Thanks @gatesry. Not sufficiently versed in converting your advice into specific commands (once I am ssh-ed into my UDM-P).. any help is welcome..

gatesry commented 2 years ago

Look at this repo's action tab, it includes the build pipelines. See here for the UDM-Pro podman update build (https://github.com/boostchicken-dev/udm-utilities/actions/workflows/podman-udmp.yml)

It looks like they are working on fixing the script- (notice the red X's). But if you see the last working one (green) it has the .zip artifact that you can use to upgrade the files in your box.

tonydith commented 2 years ago

any update to this?
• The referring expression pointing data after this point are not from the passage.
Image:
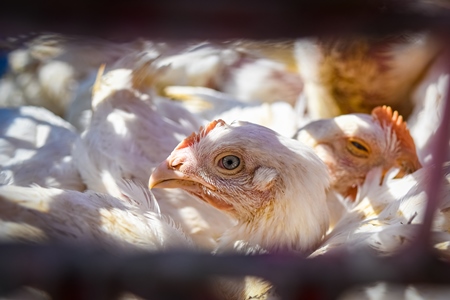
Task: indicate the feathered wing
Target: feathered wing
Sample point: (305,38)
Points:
(387,216)
(210,104)
(131,131)
(35,148)
(429,98)
(36,214)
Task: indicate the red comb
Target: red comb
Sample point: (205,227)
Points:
(202,132)
(387,118)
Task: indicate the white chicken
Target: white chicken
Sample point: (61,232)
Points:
(278,205)
(130,133)
(352,145)
(35,148)
(210,104)
(429,98)
(46,70)
(49,215)
(278,202)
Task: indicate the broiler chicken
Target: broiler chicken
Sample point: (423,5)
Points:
(210,104)
(273,185)
(49,215)
(355,74)
(35,148)
(352,145)
(131,131)
(277,200)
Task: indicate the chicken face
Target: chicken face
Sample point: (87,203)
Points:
(351,145)
(220,173)
(274,186)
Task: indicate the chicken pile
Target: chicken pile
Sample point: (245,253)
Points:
(222,147)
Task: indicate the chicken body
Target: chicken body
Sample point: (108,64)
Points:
(35,148)
(277,197)
(278,205)
(49,215)
(355,74)
(131,131)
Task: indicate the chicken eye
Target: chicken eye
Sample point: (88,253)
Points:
(230,162)
(358,148)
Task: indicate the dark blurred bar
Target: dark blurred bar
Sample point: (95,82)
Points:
(219,19)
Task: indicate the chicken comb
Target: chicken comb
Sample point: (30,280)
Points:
(392,119)
(202,132)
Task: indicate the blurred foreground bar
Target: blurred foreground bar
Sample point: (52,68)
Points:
(75,273)
(220,19)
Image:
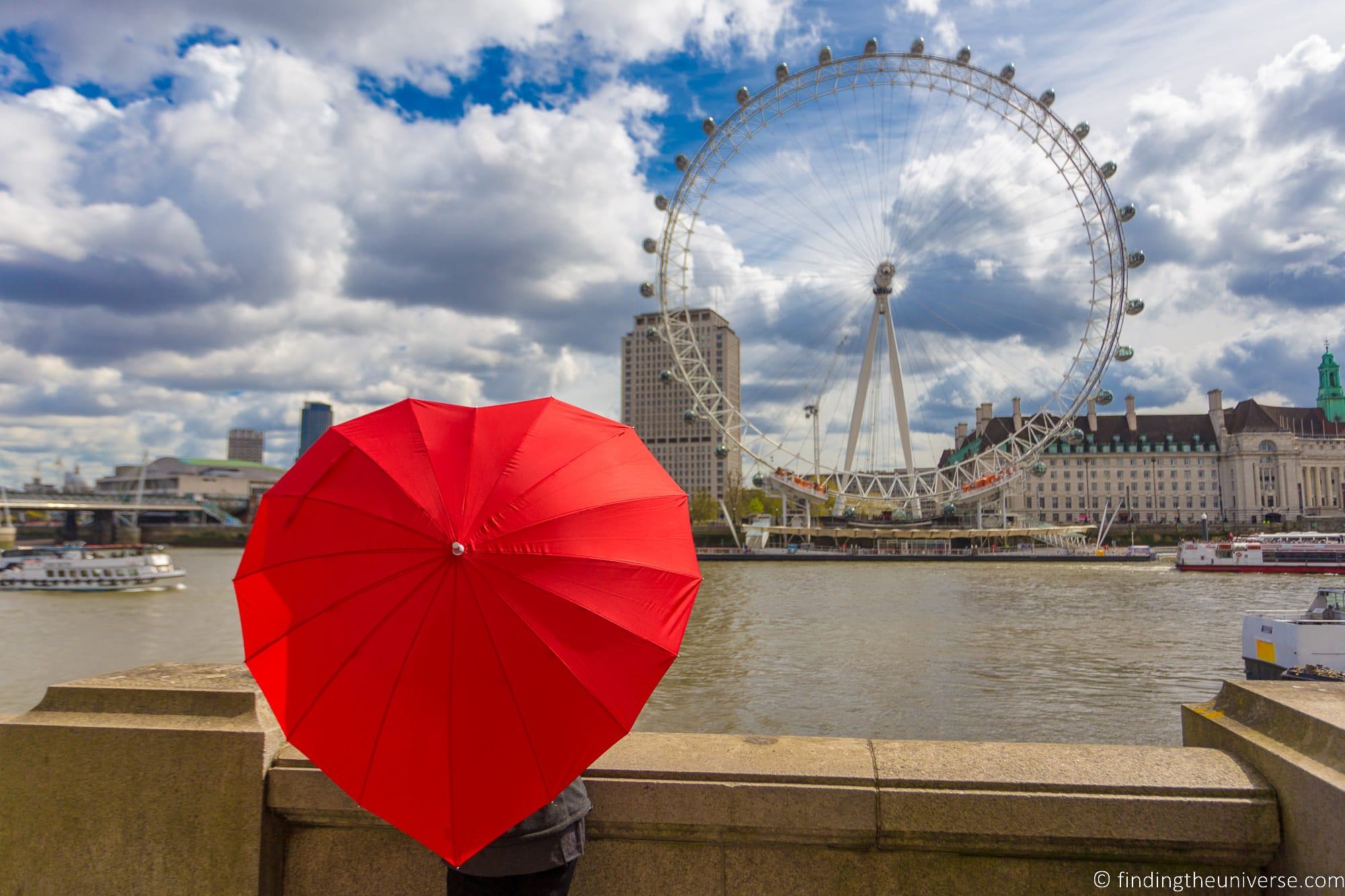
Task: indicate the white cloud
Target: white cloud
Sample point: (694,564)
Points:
(272,235)
(422,41)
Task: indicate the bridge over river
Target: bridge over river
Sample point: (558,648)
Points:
(114,514)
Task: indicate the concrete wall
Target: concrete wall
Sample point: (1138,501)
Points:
(173,779)
(1295,735)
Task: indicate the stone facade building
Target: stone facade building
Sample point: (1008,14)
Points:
(201,478)
(247,444)
(1250,463)
(654,403)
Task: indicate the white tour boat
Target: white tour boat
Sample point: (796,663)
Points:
(1301,552)
(1317,638)
(87,568)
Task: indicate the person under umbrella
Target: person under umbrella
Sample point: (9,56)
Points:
(454,611)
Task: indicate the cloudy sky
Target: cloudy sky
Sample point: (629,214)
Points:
(208,217)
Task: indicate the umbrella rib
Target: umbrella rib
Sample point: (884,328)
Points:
(434,473)
(536,485)
(367,513)
(392,692)
(449,717)
(584,607)
(471,456)
(560,659)
(403,489)
(575,512)
(358,647)
(317,482)
(508,462)
(509,682)
(340,553)
(601,560)
(338,603)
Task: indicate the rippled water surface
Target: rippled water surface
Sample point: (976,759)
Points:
(969,651)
I'm still having the same issue, especially when using (https://github.com/boostchicken-dev/udm-utilities/actions/workflows/podman-udmp.yml)

I get the following error message: 

# ./udm-le.sh initial
Attempting initial certificate generation
Error: OCI runtime error: container_linux.go:380: starting container process caused: process_linux.go:545: container init caused: process_linux.go:508: setting cgroup config for procHooks process caused: bpf_prog_query(BPF_CGROUP_DEVICE) failed: function not implemented
renedis commented 2 years ago

Any update?

billchurch commented 2 years ago

@boostchicken Just to verify that you're saying DO NOT use podman-update/01-podman-update.sh ever?

csenf commented 2 years ago

@boostchicken Just to verify that you're saying DO NOT use podman-update/01-podman-update.sh ever?

Maybe you are able to update the documentation?